Commonly used in low-income countries. Distinct individual compound.

MoA: Inhibit protein synthesis, which prevents growth. Not a first-line drug in developed nations anymore due to increased resistance and safety concerns.

Bleomycin

Glycopeptides

“Drugs of last resort”. Consists of carbohydrate linked to a peptide formed of amino acids.

EXAMPLES: bleomycin, vancomycin, teicoplanin

MoA: Inhibit bacteria cell wall biosynthesis.

Geldanamycin

Ansamycins

Can also demonstrate antiviral activity. all contain an aromatic ring bridged by an aliphatic chain.

EXAMPLES: geldanamycin, rifamycin, naphthomycin

MoA: Inhibit bacterial synthesis of RNA, leading to cell death.

Dalfopristin, a component of quinupristin/dalfopristin

Streptogramins

2 groups of antibiotics that act synergistically. Combination of 2 structural differing compounds, from groups denoted A & B.

EXAMPLES: pristinamycin IIA & IA

MoA: Inhibit the synthesis of proteins by bacteria, leading to cell death.

Sulfamethoxazole

Sulfonamides

1st commercial antibiotics. Contains sulfonamide group. Can cause allergic reactions in some patients.

EXAMPLES: prontosil, sulfanilamide, sulfadiazine, sulfisoxazole

MoA: Prevent bacterial growth and multiplication (does not kill bacteria).

Tetracycline hydrochloride

Tetracyclines

Becoming less popular due to increased resistance.

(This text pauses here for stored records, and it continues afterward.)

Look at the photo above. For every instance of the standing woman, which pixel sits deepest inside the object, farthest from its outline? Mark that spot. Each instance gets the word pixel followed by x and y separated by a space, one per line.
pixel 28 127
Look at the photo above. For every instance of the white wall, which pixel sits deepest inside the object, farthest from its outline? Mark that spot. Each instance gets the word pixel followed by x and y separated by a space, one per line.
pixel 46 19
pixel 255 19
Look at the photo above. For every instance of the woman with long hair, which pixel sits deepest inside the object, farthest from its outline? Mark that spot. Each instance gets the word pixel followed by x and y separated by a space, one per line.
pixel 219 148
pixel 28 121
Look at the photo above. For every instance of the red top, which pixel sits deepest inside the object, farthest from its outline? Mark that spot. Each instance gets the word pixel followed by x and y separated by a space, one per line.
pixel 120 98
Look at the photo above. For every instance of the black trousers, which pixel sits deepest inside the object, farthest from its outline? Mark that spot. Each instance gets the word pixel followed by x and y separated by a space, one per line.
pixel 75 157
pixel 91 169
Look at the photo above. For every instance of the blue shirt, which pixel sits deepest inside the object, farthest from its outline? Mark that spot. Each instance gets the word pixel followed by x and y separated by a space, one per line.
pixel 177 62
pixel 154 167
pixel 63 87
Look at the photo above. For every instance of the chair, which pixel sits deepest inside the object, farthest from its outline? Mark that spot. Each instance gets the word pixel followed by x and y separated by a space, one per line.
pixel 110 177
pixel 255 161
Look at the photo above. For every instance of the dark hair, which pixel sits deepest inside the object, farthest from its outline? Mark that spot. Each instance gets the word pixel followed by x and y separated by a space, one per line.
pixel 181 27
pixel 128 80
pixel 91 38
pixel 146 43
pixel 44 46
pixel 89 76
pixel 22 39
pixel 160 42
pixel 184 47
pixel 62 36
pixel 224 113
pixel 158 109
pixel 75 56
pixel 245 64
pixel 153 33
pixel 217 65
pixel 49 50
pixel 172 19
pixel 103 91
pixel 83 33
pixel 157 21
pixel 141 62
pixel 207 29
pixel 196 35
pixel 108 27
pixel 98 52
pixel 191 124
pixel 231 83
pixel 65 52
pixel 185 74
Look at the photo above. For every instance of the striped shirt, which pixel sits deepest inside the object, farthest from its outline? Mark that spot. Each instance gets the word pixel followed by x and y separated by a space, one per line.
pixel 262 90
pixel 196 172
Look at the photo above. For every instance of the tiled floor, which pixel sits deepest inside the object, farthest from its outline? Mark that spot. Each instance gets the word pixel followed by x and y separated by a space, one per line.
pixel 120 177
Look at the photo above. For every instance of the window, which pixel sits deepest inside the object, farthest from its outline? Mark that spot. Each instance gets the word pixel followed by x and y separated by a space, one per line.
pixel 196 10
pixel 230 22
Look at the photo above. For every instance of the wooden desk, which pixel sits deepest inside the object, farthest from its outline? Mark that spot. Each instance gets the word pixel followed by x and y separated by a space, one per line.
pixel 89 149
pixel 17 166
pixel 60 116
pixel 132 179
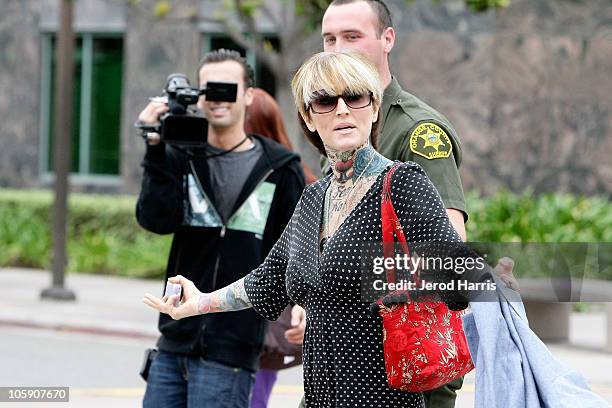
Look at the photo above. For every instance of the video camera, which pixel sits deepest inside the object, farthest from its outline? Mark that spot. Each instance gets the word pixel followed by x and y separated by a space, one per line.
pixel 182 126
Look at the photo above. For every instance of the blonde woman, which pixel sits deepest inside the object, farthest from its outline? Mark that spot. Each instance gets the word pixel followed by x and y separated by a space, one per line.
pixel 316 262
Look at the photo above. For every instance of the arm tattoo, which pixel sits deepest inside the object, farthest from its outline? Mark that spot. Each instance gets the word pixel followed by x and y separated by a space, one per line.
pixel 228 299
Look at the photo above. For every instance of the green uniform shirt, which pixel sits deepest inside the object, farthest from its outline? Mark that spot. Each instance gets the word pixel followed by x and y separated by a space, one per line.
pixel 411 130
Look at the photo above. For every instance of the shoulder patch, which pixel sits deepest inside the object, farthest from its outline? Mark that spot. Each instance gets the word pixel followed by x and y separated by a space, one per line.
pixel 430 141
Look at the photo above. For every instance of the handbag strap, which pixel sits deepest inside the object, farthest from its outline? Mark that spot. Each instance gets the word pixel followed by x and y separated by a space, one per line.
pixel 392 228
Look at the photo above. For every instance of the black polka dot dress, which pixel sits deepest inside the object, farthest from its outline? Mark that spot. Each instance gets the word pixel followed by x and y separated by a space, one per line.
pixel 343 354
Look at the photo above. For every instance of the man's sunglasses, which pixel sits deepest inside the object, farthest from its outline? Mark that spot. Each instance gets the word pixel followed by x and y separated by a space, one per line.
pixel 327 103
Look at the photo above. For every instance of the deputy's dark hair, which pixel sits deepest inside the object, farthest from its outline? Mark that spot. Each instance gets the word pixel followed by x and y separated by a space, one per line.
pixel 222 55
pixel 379 7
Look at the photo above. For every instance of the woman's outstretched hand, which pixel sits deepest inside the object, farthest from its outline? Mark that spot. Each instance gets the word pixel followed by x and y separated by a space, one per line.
pixel 187 307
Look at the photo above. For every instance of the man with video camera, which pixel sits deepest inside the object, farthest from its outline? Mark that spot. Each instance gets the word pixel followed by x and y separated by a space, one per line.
pixel 226 198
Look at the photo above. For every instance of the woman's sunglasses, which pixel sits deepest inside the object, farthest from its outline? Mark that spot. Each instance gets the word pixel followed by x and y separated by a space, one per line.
pixel 327 103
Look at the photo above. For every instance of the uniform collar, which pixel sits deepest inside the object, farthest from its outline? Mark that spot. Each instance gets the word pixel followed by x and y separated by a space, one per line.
pixel 392 92
pixel 391 96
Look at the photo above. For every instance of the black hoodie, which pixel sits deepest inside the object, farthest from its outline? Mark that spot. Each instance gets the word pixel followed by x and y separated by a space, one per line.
pixel 216 254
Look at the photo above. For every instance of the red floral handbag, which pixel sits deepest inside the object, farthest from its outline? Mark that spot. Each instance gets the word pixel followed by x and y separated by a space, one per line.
pixel 423 342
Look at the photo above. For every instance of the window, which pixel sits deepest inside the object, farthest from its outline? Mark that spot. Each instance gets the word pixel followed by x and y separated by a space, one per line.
pixel 96 105
pixel 263 76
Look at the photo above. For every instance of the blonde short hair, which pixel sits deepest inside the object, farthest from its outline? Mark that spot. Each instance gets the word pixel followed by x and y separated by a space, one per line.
pixel 334 73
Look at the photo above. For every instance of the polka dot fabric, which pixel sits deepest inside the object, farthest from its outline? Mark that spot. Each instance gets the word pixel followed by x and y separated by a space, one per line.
pixel 343 355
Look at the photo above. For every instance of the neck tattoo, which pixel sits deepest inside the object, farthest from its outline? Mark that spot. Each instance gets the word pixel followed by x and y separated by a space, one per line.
pixel 353 171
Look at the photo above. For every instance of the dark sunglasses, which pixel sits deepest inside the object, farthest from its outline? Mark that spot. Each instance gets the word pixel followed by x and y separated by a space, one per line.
pixel 327 103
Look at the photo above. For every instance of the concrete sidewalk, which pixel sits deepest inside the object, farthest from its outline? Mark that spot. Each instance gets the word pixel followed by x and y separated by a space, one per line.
pixel 112 306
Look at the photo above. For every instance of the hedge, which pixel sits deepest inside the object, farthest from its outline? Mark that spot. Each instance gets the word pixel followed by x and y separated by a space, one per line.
pixel 105 238
pixel 103 235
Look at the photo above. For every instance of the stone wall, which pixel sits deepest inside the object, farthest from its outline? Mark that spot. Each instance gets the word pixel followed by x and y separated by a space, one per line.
pixel 527 87
pixel 20 85
pixel 153 49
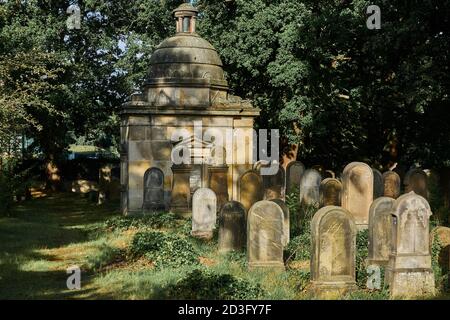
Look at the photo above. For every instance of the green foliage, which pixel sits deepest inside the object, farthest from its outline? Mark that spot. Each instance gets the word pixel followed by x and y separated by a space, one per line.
pixel 205 285
pixel 362 252
pixel 105 256
pixel 155 220
pixel 441 276
pixel 163 249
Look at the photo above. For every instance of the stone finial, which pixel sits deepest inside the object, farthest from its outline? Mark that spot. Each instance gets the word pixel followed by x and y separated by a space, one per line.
pixel 186 16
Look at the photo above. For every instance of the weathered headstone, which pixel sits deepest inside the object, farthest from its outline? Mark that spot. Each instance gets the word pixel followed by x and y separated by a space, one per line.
pixel 274 185
pixel 153 189
pixel 333 236
pixel 181 190
pixel 416 180
pixel 391 182
pixel 380 233
pixel 294 172
pixel 286 223
pixel 250 189
pixel 265 236
pixel 310 187
pixel 378 188
pixel 330 192
pixel 232 227
pixel 442 236
pixel 409 272
pixel 218 182
pixel 204 213
pixel 357 192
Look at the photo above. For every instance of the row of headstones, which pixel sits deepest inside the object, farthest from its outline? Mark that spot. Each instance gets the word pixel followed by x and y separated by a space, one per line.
pixel 398 239
pixel 358 187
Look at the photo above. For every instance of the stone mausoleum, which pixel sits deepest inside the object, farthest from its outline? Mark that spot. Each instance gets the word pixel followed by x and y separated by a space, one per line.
pixel 185 109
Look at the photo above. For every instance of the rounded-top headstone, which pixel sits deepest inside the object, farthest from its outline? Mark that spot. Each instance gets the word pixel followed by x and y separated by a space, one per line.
pixel 204 213
pixel 265 235
pixel 232 227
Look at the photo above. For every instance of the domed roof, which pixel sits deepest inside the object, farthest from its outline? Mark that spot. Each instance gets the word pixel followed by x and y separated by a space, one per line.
pixel 186 55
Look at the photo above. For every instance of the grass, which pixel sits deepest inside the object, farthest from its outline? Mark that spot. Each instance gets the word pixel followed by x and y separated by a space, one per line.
pixel 45 236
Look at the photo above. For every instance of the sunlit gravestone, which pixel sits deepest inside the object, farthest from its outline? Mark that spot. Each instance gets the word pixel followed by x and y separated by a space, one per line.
pixel 265 236
pixel 153 190
pixel 309 188
pixel 391 184
pixel 357 192
pixel 378 188
pixel 286 223
pixel 294 172
pixel 409 272
pixel 204 213
pixel 333 252
pixel 330 192
pixel 380 233
pixel 274 185
pixel 250 189
pixel 232 227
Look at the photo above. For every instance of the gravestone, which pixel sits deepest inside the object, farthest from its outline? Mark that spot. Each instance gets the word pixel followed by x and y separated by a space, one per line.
pixel 330 192
pixel 181 190
pixel 204 213
pixel 380 233
pixel 153 189
pixel 442 235
pixel 416 180
pixel 310 188
pixel 250 189
pixel 357 192
pixel 232 228
pixel 265 236
pixel 378 187
pixel 391 183
pixel 286 223
pixel 274 185
pixel 333 236
pixel 294 172
pixel 409 272
pixel 218 182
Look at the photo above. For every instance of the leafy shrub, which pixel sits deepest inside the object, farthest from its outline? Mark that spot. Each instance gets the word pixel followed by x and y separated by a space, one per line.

All contain 4 adjacent cyclic hydrocarbon rings.

EXAMPLES: tetracycline, doxycycline, limecycline, oxytetracycline

MoA: inhibit protein synthesis by bacteria, preventing growth

Erythromycin

Macrolides

2nd most prescribed antibiotics. All contain a 14-, 15-, or 16-membered macolide ring.

EXAMPLES: erythromycin, clarithromycin, azithromycin

MoA: inhibit protein synthesis by bacteria, occasionally leading to cell death.

Linezolid

Oxazolidinones

Potent antibiotics, typically used as drugs of last resort. All contain 2-oxazolidone somewhere in the structure.

EXAMPLES: linezolid, posizolid, tedizolid, cycloserine

MoA: inhibit protein synthesis by bacteria, occasionally leading to cell death.

Ciprofloxacin

Quinolones

Resistance evolves rapidly. All contain fused aromatic rings with a caroboxylic acid group attached.

EXAMPLES: ciprofloxacin, leofloxain, trovafloxivin

MoA: intefere with bacteria DNA replication and transcription.

Daptomycin

Lipopeptides

Instances of resistance are rare. All contain a lipid bonded to a peptide

EXAMPLES: daptomycin, surfactin

MoA: disrupt multiple cell membranes function, leading to cell death.